日本古来の醸造技術活かしたバイオエタノールの新製法を開発
:農業環境技術研究所

 (独)農業環境技術研究所は3月25日、セルロース系資源である飼料用イネなどを用いて、収穫後に貯蔵しながら糖化・発酵させるという今までにない方法でバイオエタノールを生産する「固体発酵法」を開発したと発表した。
 バイオマス(生物資源)を原料とするエタノール(エチルアルコール)生産技術の開発では、バイオマスを分解・発酵・蒸留する過程にまだ様々な課題があり、低コスト化を阻んでいる。
 開発した技術は、酵素などが持つ自然な力を利用する日本古来の酒や漬物などの醸造技術や近年国内で普及してきた牛の自給型飼料(サイレージ)の発酵貯蔵技術を応用したもの。加工処理などの工程が少ないため、使用するエネルギーを低く抑えることができ、いわば「農業・醸造型バイオエタノール生産技術」といえる。
 研究では、農地から刈り取ってきた飼料用のイネと、米作で出るワラを切断後、酵素と微生物を添加し、小規模な固体発酵を検討した。
 飼料用イネを用いて「固体発酵法」を試したところ、20日間の貯蔵・発酵の後1t(乾燥重量)当たり213ℓのエタノールが生産でき、この原料を用いた生産目標値の1t当たり317ℓの約70%の実績を得ることができた。
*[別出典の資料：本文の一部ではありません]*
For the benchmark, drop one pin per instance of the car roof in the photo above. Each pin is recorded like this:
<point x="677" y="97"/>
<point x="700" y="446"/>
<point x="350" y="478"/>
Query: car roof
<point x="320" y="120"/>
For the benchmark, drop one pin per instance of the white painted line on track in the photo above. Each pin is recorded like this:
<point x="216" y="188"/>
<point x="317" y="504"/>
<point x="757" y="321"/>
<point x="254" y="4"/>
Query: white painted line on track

ワラでは、同じ方法で1t当たり75ℓ生産できた。
 飼料用イネからエタノール213ℓを生産する際に必要な酵素のコストは、エタノール1ℓ当たり127円で、目標値(100円)をクリアすることはできなかったが、使用する酵素量を10分の1に減らしたところ、エタノールの生産量は129ℓとなり、酵素のコストをエタノール1ℓ当たり26円にまで下げることができた。
 同研究所では、今後他機関と連携し、さらにエタノールを低コスト・高効率で生産する技術の開発を進めることにしている。